春の繁殖期を除いてはあまり動かず、おとなしいカエルといわれていますが、詳しい生態についてはわかっていないことが多く、卵も発見されたことがありません。
砂地に穴を掘って産卵をしているのではないか、という説もありますが、詳しいことはわかっていないようです。
ちなみに、卵は見つかっていないものの、オタマジャクシは確認されています。
1930年代から1940年代のはじめにはベガスヒョウガエルの姿は見られなくなり、1960年には絶滅したと考えられています。
「ベガスヒョウガエル」の分布、生息地
ベガスヒョウガエルは、アメリカ合衆国ネバダ州のカジノの都、ラスベガスが建設される前のネバタ砂漠に生息していました。
この地にある、砂と土に囲まれた、「ラスベガス・バレー」という砂漠性盆地にある湧水から発見され、1891年に新種として記載されました。
ベガスヒョウガエルという名前も、生息地からついているようです。
「ベガスヒョウガエル」の絶滅した原因
ベガスヒョウガエルの生息地である「ラスベガス・バレー」は、静かな砂漠盆地でした。
しかし、現在はラスベガスの中心都市ともいわれ、ネバダ州最大の人口といわれています。

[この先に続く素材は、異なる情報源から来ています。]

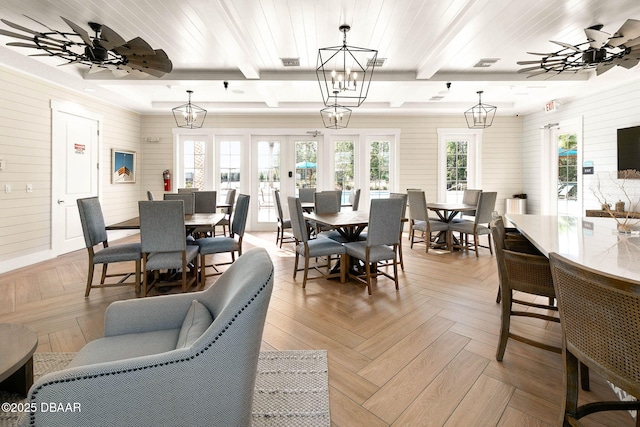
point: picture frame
(123, 166)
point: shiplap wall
(602, 115)
(25, 145)
(418, 148)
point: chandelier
(346, 70)
(335, 116)
(480, 116)
(189, 115)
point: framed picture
(123, 166)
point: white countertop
(593, 242)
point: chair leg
(505, 323)
(92, 267)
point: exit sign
(550, 106)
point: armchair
(135, 375)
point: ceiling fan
(601, 52)
(106, 50)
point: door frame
(69, 108)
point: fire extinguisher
(166, 175)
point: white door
(74, 173)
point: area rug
(292, 387)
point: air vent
(379, 62)
(290, 62)
(486, 62)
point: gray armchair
(135, 375)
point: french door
(285, 163)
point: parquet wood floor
(423, 355)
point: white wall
(25, 145)
(602, 114)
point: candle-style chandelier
(335, 116)
(346, 70)
(189, 115)
(480, 116)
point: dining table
(592, 242)
(447, 212)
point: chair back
(600, 318)
(417, 205)
(354, 199)
(486, 206)
(92, 221)
(205, 201)
(187, 199)
(240, 215)
(276, 196)
(326, 202)
(385, 217)
(306, 194)
(298, 224)
(162, 226)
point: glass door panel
(306, 170)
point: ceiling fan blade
(15, 35)
(20, 27)
(566, 45)
(110, 39)
(597, 38)
(629, 31)
(79, 31)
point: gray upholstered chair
(168, 361)
(479, 226)
(162, 234)
(224, 244)
(313, 248)
(226, 221)
(283, 223)
(600, 319)
(94, 232)
(354, 199)
(421, 222)
(382, 242)
(187, 197)
(306, 194)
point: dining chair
(226, 221)
(479, 226)
(404, 197)
(524, 272)
(187, 198)
(94, 231)
(306, 194)
(283, 223)
(470, 197)
(354, 199)
(313, 248)
(224, 244)
(421, 222)
(600, 319)
(162, 235)
(385, 217)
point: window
(458, 163)
(230, 162)
(344, 159)
(379, 156)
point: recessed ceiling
(474, 44)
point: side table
(16, 357)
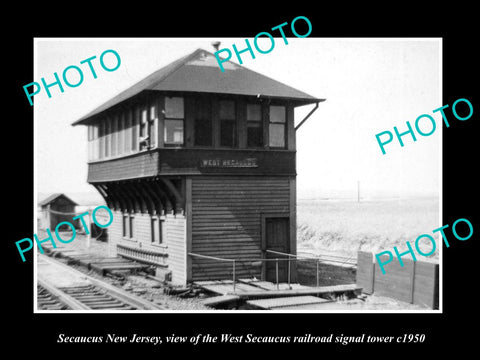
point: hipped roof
(51, 198)
(199, 72)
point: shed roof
(199, 72)
(51, 198)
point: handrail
(210, 257)
(293, 255)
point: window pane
(277, 135)
(121, 134)
(254, 112)
(125, 226)
(114, 135)
(277, 114)
(203, 132)
(153, 132)
(173, 131)
(153, 112)
(203, 122)
(131, 224)
(174, 107)
(227, 110)
(128, 132)
(228, 133)
(156, 231)
(107, 137)
(254, 134)
(134, 129)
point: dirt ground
(191, 299)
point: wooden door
(277, 239)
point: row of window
(156, 228)
(137, 129)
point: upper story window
(228, 123)
(152, 124)
(143, 129)
(277, 126)
(202, 127)
(174, 121)
(254, 126)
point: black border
(39, 331)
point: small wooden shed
(56, 208)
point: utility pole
(358, 190)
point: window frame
(166, 119)
(259, 122)
(160, 224)
(207, 102)
(234, 121)
(284, 124)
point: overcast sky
(370, 85)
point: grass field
(344, 227)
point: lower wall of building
(173, 244)
(227, 215)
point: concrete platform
(286, 303)
(255, 289)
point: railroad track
(60, 287)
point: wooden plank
(323, 290)
(220, 300)
(277, 303)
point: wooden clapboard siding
(175, 232)
(227, 221)
(425, 291)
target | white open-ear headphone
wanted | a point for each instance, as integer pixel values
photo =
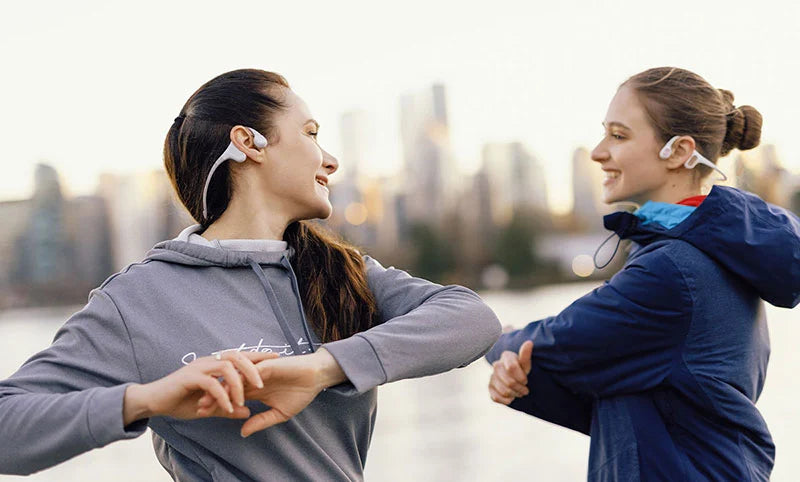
(666, 151)
(231, 153)
(695, 159)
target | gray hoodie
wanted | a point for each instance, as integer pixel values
(185, 301)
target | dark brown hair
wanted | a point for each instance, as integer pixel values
(331, 274)
(679, 102)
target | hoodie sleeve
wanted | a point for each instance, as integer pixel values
(622, 337)
(68, 399)
(426, 329)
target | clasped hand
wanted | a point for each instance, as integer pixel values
(509, 378)
(219, 386)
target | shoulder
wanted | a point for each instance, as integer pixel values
(145, 275)
(656, 275)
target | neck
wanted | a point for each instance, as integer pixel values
(248, 216)
(672, 192)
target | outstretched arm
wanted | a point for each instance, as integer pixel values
(622, 337)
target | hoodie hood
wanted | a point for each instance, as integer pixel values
(755, 240)
(181, 251)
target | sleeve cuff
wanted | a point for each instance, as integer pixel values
(104, 417)
(359, 362)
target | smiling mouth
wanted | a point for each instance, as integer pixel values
(611, 176)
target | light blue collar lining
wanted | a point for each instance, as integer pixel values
(664, 214)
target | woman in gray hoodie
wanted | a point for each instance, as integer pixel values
(251, 314)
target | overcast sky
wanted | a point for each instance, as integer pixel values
(92, 87)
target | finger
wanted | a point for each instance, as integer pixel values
(497, 398)
(502, 389)
(512, 366)
(518, 388)
(233, 380)
(263, 420)
(256, 357)
(206, 400)
(245, 365)
(525, 353)
(211, 385)
(216, 411)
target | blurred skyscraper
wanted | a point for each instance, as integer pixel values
(143, 212)
(53, 250)
(515, 182)
(431, 177)
(586, 184)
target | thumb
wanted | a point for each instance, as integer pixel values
(525, 352)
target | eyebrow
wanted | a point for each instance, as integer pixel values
(616, 124)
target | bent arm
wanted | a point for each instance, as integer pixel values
(68, 399)
(426, 329)
(623, 337)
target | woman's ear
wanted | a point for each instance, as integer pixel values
(682, 150)
(243, 139)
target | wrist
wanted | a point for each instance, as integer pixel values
(328, 371)
(135, 404)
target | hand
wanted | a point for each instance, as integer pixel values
(510, 376)
(290, 384)
(177, 394)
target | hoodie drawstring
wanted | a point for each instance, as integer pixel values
(273, 300)
(616, 248)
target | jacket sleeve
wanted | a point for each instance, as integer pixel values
(622, 337)
(425, 329)
(68, 399)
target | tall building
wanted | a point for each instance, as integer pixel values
(350, 213)
(586, 185)
(143, 211)
(53, 250)
(515, 181)
(43, 251)
(431, 179)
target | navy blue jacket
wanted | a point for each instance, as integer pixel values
(662, 365)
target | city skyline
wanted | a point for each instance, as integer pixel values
(517, 72)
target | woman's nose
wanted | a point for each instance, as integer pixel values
(599, 153)
(329, 162)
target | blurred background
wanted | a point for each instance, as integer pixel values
(463, 136)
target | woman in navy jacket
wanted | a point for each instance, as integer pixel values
(663, 364)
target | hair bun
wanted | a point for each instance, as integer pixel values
(743, 126)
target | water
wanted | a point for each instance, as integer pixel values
(445, 427)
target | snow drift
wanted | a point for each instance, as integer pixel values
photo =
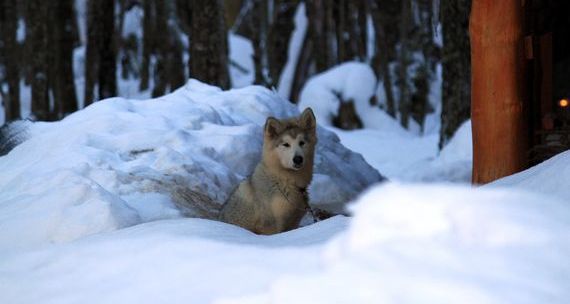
(404, 244)
(440, 244)
(121, 162)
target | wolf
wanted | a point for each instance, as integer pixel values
(274, 198)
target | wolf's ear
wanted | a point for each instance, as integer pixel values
(272, 127)
(307, 120)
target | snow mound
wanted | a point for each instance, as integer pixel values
(169, 261)
(440, 244)
(120, 162)
(403, 156)
(550, 177)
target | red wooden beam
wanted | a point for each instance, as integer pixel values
(498, 108)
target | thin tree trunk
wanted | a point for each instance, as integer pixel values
(380, 60)
(403, 63)
(316, 31)
(148, 45)
(62, 81)
(302, 68)
(279, 37)
(456, 67)
(38, 37)
(161, 39)
(108, 51)
(208, 46)
(9, 24)
(500, 105)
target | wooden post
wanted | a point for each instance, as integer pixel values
(498, 101)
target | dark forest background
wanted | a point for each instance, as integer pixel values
(189, 38)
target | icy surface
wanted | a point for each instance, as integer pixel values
(549, 177)
(440, 244)
(121, 162)
(349, 81)
(404, 244)
(403, 156)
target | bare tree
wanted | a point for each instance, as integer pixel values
(279, 36)
(37, 25)
(208, 43)
(61, 39)
(101, 62)
(384, 48)
(10, 50)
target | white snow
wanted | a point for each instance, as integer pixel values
(550, 177)
(439, 244)
(295, 45)
(349, 81)
(404, 244)
(121, 162)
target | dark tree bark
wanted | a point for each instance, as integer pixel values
(279, 37)
(260, 23)
(108, 51)
(101, 58)
(302, 68)
(176, 63)
(62, 81)
(456, 64)
(161, 48)
(38, 38)
(10, 49)
(208, 45)
(403, 63)
(316, 30)
(148, 42)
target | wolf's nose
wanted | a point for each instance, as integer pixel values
(298, 160)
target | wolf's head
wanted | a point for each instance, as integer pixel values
(290, 143)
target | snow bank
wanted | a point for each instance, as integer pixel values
(404, 244)
(169, 261)
(348, 81)
(440, 244)
(120, 162)
(549, 177)
(403, 156)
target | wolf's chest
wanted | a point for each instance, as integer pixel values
(286, 207)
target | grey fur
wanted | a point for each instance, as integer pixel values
(274, 198)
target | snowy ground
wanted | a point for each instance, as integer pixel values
(88, 213)
(91, 208)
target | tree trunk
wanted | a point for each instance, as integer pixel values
(9, 25)
(380, 60)
(148, 45)
(38, 37)
(403, 63)
(259, 21)
(456, 67)
(316, 31)
(62, 80)
(498, 91)
(101, 58)
(107, 50)
(161, 39)
(208, 46)
(302, 68)
(279, 37)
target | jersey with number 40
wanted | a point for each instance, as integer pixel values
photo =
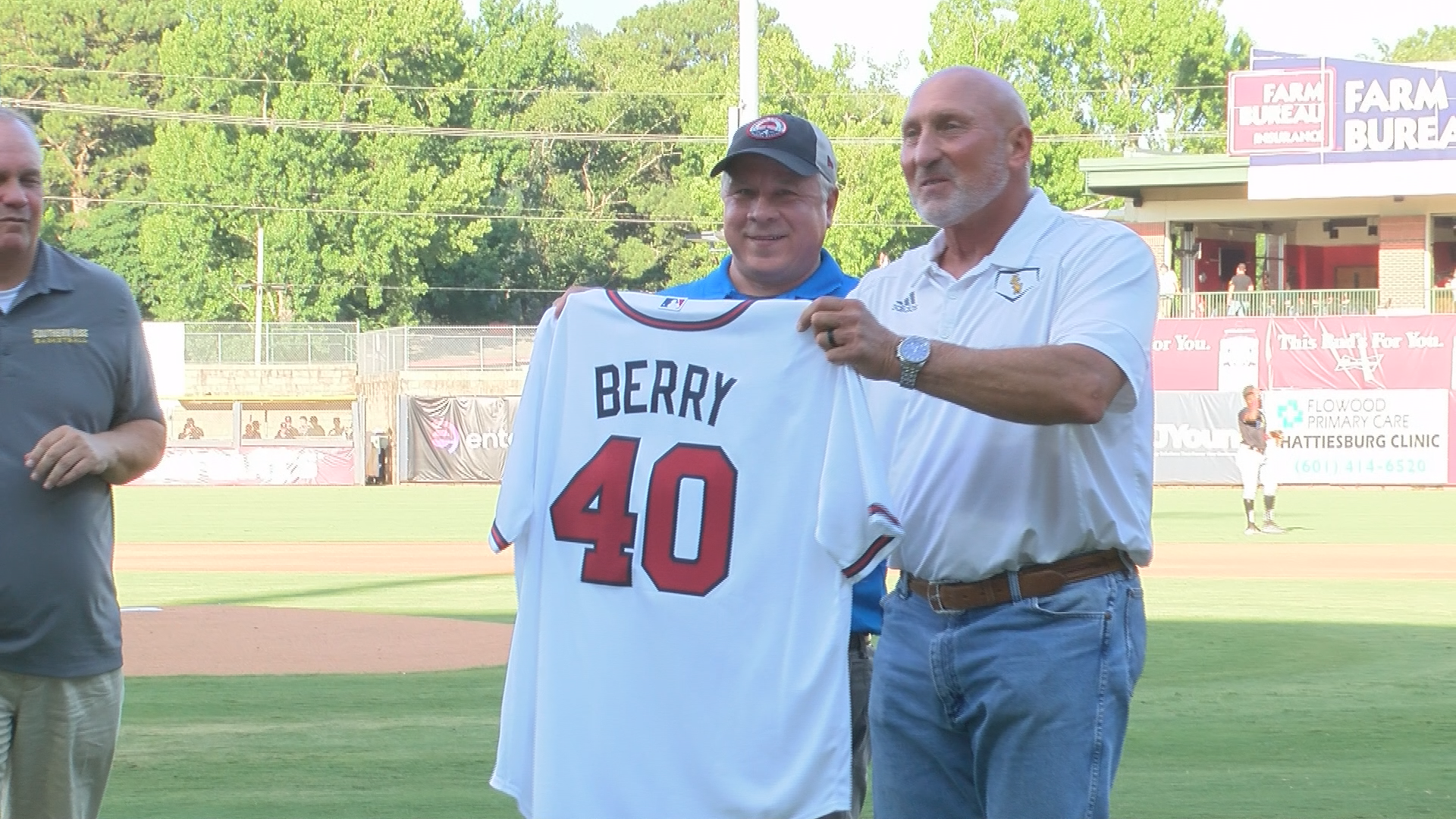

また、多くのショッピングおよび高級料理を提供する施設が充実し、リゾート開発やカジノなどの娯楽施設が多くあることが有名です。
この「世界の娯楽首都」ともよばれるラスベガスを作るために、町で必要とされる水を調達するため、周囲の湧水は干上がってしまったといいます。
また、わずかに残っていた川や池には、大型のウシガエルや、娯楽として利用されていたフィッシング用のニジマスが放流され、ベガスヒョウガエルの生息環境はどんどん減っていきました。
こうした人間による影響で、発見からたったの50年で、ベガスヒョウガエルは姿を消してしまったと考えられます。
「ベガスヒョウガエル」の生き残りの可能性
ベガスヒョウガエルは、1960年代に絶滅したと考えられています。
この少し前、1930年ごろから、ラスベガスではリゾート地としての知名度があがり、砂漠の開拓が進められ、現在ではラスベガスの水資源のほとんどは、人間の生活や娯楽の施設のために使われているようです。
こうした背景からも、現在ベガスヒョウガエルが生き残っている可能性はきわめて少ないと考えられます。
しかし、ベガスヒョウガエルは、最初に述べた通り卵を発見した人はおらず、繁殖生態は謎に包まれたカエルです。
私たちの想像を絶するようなところで産卵、ふ化し、ひっそりと生き延びているかもしれません。
いずれにせよ、ベガスヒョウガエルは私たち人間の娯楽施設の開拓などによって生息環境がなくなってしまったカエルです。私たちの快適な生活の裏では、こういった生き物たちがいることも忘れてはいけません。